Mais, de façon caractéristique, et contrairement au recours systématique au concours pour les édifices scolaires dans tous les pays d’Europe, on peut s’étonner légitimement du fait que les écoles n’aient pas été considérées comme des questions architecturales essentielles en Amérique du Nord. Par comparaison, il se trouve peu d’écoles primaires ou secondaires et parfois maternelles qui ne soient passées par l’épreuve du concours dans des pays comme la France, la Suisse, l’Allemagne et tous les pays nordiques que l’on cite aujourd’hui en exemple dans toutes les discussions, dans tous les articles et dans les nouveaux programmes de concours au Québec, incluant les cinq concours du LAB-École organisés en 2019.

On rétorquera que la procédure du concours n’est pas la seule façon d’assurer la qualité architecturale. Sans doute, mais l’examen du nombre de projets primés dans le domaine de l’architecture scolaire est tout aussi désolant. Les statistiques, tant au Québec qu’au Canada, confirment la méfiance des autorités éducatives dans la recherche de l’excellence ou de l’innovation. Sur une période de quatre décennies, moins d’une trentaine d’écoles primaires et secondaires canadiennes ont été primées sur un ensemble de plusieurs milliers de réalisations ayant reçu un prix d’excellence. Au Québec, les projets récompensés se comptent sur les doigts d’une main : l’école primaire Baril (2019), le collège Saint-Louis (2015), l’école primaire Barclay (2014), l’école primaire de la Grande-Hermine (2009) et l’école secondaire Nikanik (1998).
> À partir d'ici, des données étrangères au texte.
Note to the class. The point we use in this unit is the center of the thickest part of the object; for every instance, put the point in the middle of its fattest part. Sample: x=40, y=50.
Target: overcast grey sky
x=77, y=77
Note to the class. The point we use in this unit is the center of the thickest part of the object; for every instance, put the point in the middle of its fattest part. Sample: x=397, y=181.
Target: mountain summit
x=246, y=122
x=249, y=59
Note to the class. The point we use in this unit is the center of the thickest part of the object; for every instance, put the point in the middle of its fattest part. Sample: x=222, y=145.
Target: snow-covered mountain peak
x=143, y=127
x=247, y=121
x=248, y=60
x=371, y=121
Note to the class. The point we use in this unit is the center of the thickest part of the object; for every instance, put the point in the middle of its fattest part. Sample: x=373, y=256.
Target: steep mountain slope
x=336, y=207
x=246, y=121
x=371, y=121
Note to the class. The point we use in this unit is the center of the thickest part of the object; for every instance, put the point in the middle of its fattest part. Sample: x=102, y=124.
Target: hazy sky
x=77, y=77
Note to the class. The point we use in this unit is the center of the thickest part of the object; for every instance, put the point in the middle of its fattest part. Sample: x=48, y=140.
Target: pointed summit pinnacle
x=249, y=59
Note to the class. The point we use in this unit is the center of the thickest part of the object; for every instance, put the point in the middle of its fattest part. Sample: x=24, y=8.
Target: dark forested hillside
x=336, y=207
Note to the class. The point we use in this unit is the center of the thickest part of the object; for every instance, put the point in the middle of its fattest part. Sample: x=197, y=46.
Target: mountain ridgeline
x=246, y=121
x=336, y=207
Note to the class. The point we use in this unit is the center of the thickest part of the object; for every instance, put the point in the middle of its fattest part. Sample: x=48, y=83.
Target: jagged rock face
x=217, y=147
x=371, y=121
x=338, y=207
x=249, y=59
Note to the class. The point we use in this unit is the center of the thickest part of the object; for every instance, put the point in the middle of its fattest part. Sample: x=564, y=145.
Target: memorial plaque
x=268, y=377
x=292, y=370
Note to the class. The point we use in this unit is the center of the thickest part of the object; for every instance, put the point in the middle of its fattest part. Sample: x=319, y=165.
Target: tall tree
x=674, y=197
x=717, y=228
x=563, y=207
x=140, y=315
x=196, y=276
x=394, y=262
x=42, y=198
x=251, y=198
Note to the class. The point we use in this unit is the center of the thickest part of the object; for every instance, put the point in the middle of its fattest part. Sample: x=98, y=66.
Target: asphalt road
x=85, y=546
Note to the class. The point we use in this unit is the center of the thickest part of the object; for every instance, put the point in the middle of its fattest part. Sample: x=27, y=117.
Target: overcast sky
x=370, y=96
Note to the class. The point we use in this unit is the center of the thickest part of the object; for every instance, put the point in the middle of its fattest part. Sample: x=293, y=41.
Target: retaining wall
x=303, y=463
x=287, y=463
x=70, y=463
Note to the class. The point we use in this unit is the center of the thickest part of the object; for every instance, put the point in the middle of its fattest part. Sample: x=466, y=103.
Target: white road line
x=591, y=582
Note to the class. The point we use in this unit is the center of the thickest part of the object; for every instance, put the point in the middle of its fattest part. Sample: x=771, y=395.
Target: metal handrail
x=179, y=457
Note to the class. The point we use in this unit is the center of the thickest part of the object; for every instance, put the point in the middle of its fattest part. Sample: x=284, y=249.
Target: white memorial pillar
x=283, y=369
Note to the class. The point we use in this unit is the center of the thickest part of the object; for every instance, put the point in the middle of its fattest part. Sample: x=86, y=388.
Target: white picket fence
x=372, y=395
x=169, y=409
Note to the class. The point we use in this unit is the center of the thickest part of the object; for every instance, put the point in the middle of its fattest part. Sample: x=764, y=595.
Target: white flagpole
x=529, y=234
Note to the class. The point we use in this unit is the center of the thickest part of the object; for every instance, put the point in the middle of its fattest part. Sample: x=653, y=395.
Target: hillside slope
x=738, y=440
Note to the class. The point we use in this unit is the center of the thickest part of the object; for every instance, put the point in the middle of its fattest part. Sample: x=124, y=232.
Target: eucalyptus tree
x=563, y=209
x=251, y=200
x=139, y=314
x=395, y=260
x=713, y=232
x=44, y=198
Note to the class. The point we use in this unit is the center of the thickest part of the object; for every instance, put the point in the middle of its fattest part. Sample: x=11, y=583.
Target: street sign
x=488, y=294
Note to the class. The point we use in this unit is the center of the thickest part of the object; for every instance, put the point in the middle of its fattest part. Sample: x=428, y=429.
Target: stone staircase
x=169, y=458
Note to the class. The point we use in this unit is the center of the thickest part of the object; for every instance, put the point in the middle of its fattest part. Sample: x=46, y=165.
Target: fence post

Si l’on en juge par le silence des autorités publiques québécoises depuis le concours de 1964, il y a de quoi craindre qu’un renouveau de la normalisation – fût-il centré sur la chaleur du bois, la couleur du ciel et la belle froideur industrielle de l’aluminium – ne soit qu’une répétition des erreurs du passé. La timidité des politiques publiques à l’égard de la qualité architecturale des édifices scolaires signifie aussi que les concepteurs – comme les chercheurs – doivent mieux fonder leurs arguments et leurs données lorsqu’il s’agit d’expliquer que la qualité architecturale contribue à déterminer les conditions d’apprentissage, voire à soutenir la réussite scolaire.

C’est dans ce contexte qu’il faut découvrir la richesse foisonnante des projets soumis aux différents concours organisés par le LAB-École. Si l’on met parfois l’accent sur les 20 finalistes répartis en 5 sites, on ne doit surtout pas oublier les 140 autres propositions conçues en première phase de cette rare série de concours ouverts. Ce n’est pas le moindre mérite de l’organisation LAB-École, sous l’impulsion de l’architecte Pierre Thibault et du conseiller professionnel Nicolas Marier, que d’avoir insisté pour que ces concours soient ouverts à tous les architectes de la province. On doit également souligner que l’organisme LAB-École ne s’est pas contenté d’organiser des concours, mais qu’il a revisité les programmes architecturaux des écoles primaires au Québec en utilisant au mieux la contrainte des superficies allouées ou en redéfinissant les espaces scolaires. Enfin, chaque programme de concours a fait l’objet de concertations avec des représentants des milieux concernés, tandis que les jurys incluaient certains de ces acteurs locaux. Il ne s’agit donc pas d’une vision centralisatrice de l’école, mais bien d’un engagement au cas par cas.

Certes, la meilleure architecture ne pourra se substituer aux moyens consacrés à la pédagogie. On ne peut séparer la qualité des lieux de scolarisation de celle des encadrements pédagogiques. Il reste que la meilleure des enseignantes et le meilleur des professeurs ne peuvent enseigner de la même façon n’importe où, y compris, et peut être surtout, par écrans interposés. Bien des pays dits civilisés organisent systématiquement des concours pour les écoles, pour chacune des écoles. Pourquoi devrait-il en être autrement au Québec?